Enfin une photo de la ferme de Billancourt !

Nous avons fini par la trouver !

Ce n’est pas la plus belle photo du monde, mais c’est la première photo connue de la ferme de Billancourt. Elle est là depuis les profondeurs du moyen-âge, plus ancienne que l’église Notre-Dame de Boulogne, elle nous a donné son nom.

C’est sur un site d’enchères spécialisé dans la carte postale ancienne que nous avons trouvé, en juin 2020 ce beau panorama de Billancourt. Après avoir remporté les enchères et reçu la carte par la poste, nous l’avons scannée avec la meilleure résolution possible, puis nous avons commencé notre examen. Elle est oblitérée en 1903, signée du photographe E. Le Deley et est de qualité très correcte. Le format est inhabituel : il s’agit d’un double panorama très large, pris des hauteurs de Meudon. Nous ne présentons ici qu’un fragment de la partie droite. Au premier plan, coule la Seine tandis que, au loin, la toute jeune Tour Eiffel domine Paris. Au premier plan s’étale l’île Seguin. C’est à peu près tout ce qu’un oeil néophyte peut reconnaître.

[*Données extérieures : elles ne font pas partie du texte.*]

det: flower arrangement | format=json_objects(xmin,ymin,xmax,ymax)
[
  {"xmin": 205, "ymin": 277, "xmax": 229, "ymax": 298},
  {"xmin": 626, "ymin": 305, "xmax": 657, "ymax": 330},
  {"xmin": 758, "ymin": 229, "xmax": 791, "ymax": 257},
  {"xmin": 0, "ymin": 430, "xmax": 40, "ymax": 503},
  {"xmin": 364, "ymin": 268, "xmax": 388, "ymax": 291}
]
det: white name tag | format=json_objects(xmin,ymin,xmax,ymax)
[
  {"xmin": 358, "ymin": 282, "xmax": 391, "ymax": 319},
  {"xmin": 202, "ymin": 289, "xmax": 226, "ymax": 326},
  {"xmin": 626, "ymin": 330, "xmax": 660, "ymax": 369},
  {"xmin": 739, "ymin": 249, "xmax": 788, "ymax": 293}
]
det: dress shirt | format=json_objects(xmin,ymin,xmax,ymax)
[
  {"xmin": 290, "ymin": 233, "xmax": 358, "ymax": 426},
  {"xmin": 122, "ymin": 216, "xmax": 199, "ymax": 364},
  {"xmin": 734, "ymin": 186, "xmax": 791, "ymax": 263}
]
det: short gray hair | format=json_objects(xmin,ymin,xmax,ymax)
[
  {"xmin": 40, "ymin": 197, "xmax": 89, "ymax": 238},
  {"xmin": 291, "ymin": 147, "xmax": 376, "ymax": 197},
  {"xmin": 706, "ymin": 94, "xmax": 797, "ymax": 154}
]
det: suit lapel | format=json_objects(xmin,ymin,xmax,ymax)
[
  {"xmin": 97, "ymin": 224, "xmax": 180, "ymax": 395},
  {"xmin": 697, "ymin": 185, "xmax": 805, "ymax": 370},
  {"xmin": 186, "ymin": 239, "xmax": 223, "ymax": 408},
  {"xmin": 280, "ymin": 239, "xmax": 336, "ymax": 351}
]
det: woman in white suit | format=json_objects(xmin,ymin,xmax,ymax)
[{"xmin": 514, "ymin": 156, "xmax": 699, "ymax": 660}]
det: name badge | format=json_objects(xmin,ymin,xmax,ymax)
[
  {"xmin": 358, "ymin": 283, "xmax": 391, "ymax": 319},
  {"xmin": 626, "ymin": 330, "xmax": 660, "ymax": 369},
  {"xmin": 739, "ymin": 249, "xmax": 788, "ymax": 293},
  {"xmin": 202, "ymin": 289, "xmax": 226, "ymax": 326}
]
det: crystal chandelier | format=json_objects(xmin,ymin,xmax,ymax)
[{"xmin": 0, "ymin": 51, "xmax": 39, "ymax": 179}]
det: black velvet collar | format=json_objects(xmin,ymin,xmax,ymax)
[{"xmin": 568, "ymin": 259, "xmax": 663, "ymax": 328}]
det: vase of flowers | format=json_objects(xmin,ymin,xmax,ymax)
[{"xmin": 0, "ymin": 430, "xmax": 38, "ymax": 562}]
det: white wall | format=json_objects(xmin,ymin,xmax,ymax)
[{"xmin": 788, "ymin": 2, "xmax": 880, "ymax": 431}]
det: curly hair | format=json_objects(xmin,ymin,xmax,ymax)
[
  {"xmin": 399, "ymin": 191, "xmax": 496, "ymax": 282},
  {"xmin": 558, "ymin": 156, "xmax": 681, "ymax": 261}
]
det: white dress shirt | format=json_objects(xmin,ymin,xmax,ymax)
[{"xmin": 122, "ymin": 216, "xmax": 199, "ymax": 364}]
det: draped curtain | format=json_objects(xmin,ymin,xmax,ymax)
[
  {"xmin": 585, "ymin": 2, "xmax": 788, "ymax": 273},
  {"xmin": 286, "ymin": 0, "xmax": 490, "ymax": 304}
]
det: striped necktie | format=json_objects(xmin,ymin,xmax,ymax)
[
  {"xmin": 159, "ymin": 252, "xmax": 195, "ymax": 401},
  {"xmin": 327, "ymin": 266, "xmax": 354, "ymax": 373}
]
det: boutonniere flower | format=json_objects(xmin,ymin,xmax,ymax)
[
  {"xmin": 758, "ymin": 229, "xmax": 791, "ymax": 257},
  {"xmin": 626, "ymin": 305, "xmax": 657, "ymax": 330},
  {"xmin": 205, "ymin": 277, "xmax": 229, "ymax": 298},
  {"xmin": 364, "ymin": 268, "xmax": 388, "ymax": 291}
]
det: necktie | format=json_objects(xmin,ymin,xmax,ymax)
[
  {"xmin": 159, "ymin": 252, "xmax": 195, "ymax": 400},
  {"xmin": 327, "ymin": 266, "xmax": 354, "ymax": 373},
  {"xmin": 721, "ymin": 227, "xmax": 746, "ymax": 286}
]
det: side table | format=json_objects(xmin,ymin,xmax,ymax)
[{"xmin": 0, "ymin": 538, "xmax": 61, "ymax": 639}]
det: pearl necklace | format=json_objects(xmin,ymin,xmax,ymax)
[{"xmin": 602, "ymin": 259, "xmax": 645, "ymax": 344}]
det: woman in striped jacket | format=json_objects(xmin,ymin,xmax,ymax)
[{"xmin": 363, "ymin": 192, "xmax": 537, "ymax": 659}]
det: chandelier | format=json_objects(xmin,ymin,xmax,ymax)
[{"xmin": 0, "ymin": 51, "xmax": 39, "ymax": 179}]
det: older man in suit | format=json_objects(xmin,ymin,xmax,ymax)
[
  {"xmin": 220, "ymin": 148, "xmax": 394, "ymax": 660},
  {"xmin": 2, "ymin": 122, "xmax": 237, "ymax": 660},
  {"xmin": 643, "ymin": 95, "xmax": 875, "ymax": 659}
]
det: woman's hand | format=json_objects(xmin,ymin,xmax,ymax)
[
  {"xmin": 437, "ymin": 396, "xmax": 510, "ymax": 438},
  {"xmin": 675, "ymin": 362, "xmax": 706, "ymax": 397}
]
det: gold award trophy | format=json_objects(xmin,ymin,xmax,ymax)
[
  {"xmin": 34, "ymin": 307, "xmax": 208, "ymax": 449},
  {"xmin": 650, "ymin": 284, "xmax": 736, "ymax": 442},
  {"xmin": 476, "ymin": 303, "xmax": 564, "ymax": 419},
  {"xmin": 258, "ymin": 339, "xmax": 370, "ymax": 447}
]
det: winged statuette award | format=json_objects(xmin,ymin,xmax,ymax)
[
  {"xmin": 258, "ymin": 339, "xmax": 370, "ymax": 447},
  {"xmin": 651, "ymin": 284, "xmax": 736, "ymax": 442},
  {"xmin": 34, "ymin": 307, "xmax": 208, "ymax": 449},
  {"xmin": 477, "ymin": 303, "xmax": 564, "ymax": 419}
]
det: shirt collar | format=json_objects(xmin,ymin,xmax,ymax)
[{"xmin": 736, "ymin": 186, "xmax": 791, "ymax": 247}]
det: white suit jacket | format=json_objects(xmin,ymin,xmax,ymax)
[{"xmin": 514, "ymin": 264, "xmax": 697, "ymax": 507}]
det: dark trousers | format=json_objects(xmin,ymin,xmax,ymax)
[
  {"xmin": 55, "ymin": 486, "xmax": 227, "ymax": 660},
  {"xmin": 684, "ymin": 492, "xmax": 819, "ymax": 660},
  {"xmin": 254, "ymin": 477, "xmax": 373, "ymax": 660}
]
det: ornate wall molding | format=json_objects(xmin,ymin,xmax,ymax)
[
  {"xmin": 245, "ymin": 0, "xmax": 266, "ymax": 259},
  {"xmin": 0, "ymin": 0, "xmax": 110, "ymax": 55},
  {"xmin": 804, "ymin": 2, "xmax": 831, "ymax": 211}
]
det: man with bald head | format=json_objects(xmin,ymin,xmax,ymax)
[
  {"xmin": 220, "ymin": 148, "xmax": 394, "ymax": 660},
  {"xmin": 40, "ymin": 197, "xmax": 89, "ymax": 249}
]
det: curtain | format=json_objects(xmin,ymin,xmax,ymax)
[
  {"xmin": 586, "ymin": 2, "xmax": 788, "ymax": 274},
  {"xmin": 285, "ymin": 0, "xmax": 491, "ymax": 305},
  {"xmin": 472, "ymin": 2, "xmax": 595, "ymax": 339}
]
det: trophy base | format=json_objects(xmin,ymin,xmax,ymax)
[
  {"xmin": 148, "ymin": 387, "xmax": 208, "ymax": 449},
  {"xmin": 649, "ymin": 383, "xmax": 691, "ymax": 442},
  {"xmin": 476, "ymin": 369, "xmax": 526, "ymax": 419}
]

Pourtant, les repères les plus évidents sont là : l’usine des glacières apparaît tout à gauche avec sa grande cheminée. On devine l’avenue du Cours (Emile Zola) plantée d’arbres à l’époque, les villas de la rue Théodore, On distingue quelques bâtiments de la place Jules Guesde, qui existent encore aujourd’hui. Le cadastre de 1905 nous donne encore d’autres repères disparus. En remarquant les alignements, nous traçons les lignes de visée sur une carte et constatons qu’elles se croisent sur la terrasse de l’ancien château de Bellevue, un point de vue très fréquenté à l’époque, sur le coteau de Meudon. C’est là qu’était posté le photographe.

Nous scrutons alors dans la direction supposée de la ferme. Comment la reconnaître au milieu de ces dizaines de bâtiments quand on ne sait pas bien à quoi elle ressemble ? Un premier indice nous saute aux yeux: ce n’est pas un bâtiment mais un simple mur, coupé en deux parties. Nous reconnaissons ce mur qui apparaît sur la carte postale de 1904 ci-dessous (et voir notre article Qui a détruit la ferme de Billancourt ? ).

Accolé au mur, apparaît un bâtiment bas, à moitié caché. Un peu plus loin à gauche, un autre bâtiment qui émerge des arbres. Il ressemble à celui déjà peint par Vauzelle en 1810.

Pour nous il ne fait aucun doute : nous avons bien là la ferme de Billancourt, celle qui a régné sur la plaine, durant huit siècles, la ferme de l’abbaye Saint-Victor.

Le bâtiment à gauche est la maison du maître, le logis où habitaient les propriétaires. Le petit bâtiment entre le logis et le muret est décrit en 1770 comme étant un poulailler, puis en 1782 comme la maison du jardinier. On ne peut voir le reste des bâtiments, cachés par les tilleuls de l’avenue du Cours (Emile Zola).

La découverte est certes modeste par sa qualité mais elle nous confirme un point important : les bâtiments étaient bien là à l’arrivée de Louis Renault. Voilà des mois que nous scrutions tous les panoramas à notre disposition, sans succès.

Mais était-ce encore une ferme, en 1903 ? Non, à cette date les terrains ne sont plus cultivés, le gigantesque domaine s été subdivisé, vendu puis bâti, parcelle après parcelle, depuis plus d’un demi-siècle par Gourcuff, puis les promoteurs Bonnard et Naud. La vaste grange a d’ailleurs été détruite au milieu du XIXème siècle.

Cette photo vient compléter les quatre vues que nous avons retrouvées : les tableaux de Vernet, Vauzelle et Himely et la tabatière de van Blarenberghe. Il est intéressant de constater que ces cinq vues sont toutes prises depuis les hauteurs de Meudon. Est-il impossible de trouver une vue de près ? Le village de Billancourt continue ses recherches.

La ferme de 1903 que nous avons sous les yeux est en sursis. En effet, dès l’année suivante, Louis Renault, nouveau propriétaire du terrain, la démolit et y bâtit des ateliers.